Avrasya devletleri böyle mi peki? Avrasya’yı size tek kelimeyle açıklayayım: Avrasya empati demektir, kendini diğer devletin yerine koymak demektir. Bakınız, Kosova, Sırbistan devletinin bir parçasıdır. NATO, bölgesel anlaşmazlıkları bahane bilip 1999 yılında Sırbistan’ın başkenti Belgrad’ın en merkezini bombaladı… 500 sivil öldü. Ardından Sırbistan’ı böl-parçala taktiği ile yok etmek için Birleşmiş Milletlere başvurdular Kosova’nın bağımsızlığı için.
İki ülke kararı veto etti: Rusya ve Çin. Kosova Sırbistan’ındır diyerek ayağa kalktılar. Ufacık Sırbistan’dan çıkarları mı vardı? Hayır elbette, bugün Kosova’yı tanıyanlar yarın benim ülkemdeki Çeçenistan özerk bölgesini, yarın Çin’deki Sincan Uygur bölgesini, ertesi gün Türkiye’de Kürtlerin yoğun yaşadığı bölgeleri bağımsızlık adı altıyla bölebilirdi. Kısacası yasal terörizmin elebaşı ABD ve hegemonyasına karşı durmaları ilk burada başladı çünkü empati yaptılar, kendilerini Sırbistan’ın yerine koydular.
Bunu ABD yapıyor mu, Almanya yapıyor mu? Hayır… ABD’den şu an Texas ayrılmak istese Amerikan ordusu o gece tepelerine biner, Almanya keza öyle. Doğu Almanya biz tekrar ayrılıyoruz derse kıyamet kopmaz mı? Peki, Almanya neden Kürdistan bağımsız olsun mu diye halka sorular sorarak mikrofon röportajları ile Irak yönetimini ve Türkiye’yi kışkırtıyor? Neden ABD, PYD’yi silahlandırıp Suriye’yi bölmek istiyor tıpkı Irak’ın kuzeyini böldüğü gibi?
Başka bir şey sorayım o zaman. 1962 yılında SSCB, ABD’nin Florida sınırında bulunan Küba’ya nükleer başlıklı füze yerleştirdi, ABD ayağa kalktı ve diplomatik yollarla çözdüler sorunu.

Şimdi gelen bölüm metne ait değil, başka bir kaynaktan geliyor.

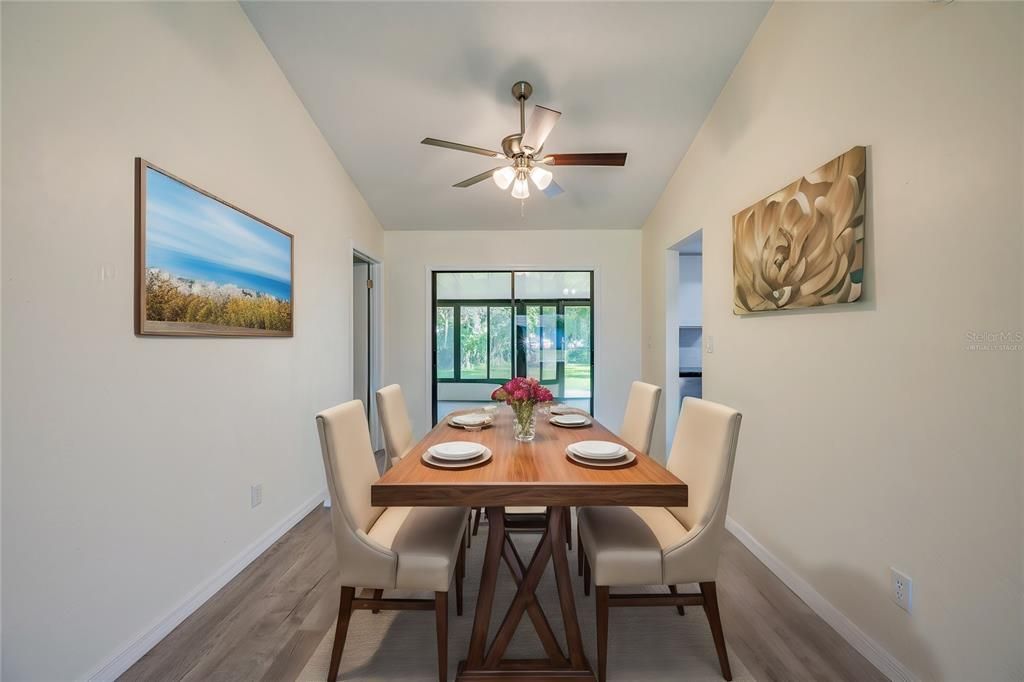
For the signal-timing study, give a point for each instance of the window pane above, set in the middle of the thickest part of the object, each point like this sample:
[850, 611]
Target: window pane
[549, 343]
[473, 341]
[501, 343]
[444, 326]
[552, 285]
[578, 351]
[531, 343]
[474, 286]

Diplomasi olmasaydı eğer ABD, sınırını mecbur korumak için Küba’yı yerle bir edecekti… Rusya neden Ukrayna’nın NATO’ya alınma süreci durursa saldırıyı keseriz dediği için faşist oluyor? Rusya’nın da kendi sınırlarını korumak hakkı değil mi? Kiev’e yerleştirilen bir nükleer füze 10 dakika içinde Moskova’yı vurabilir. Bunları ABD neden görmeden terör estiriyor? Tek sebebi empati eksiliği. Sosyopat ve bencil bir devlet yapısı…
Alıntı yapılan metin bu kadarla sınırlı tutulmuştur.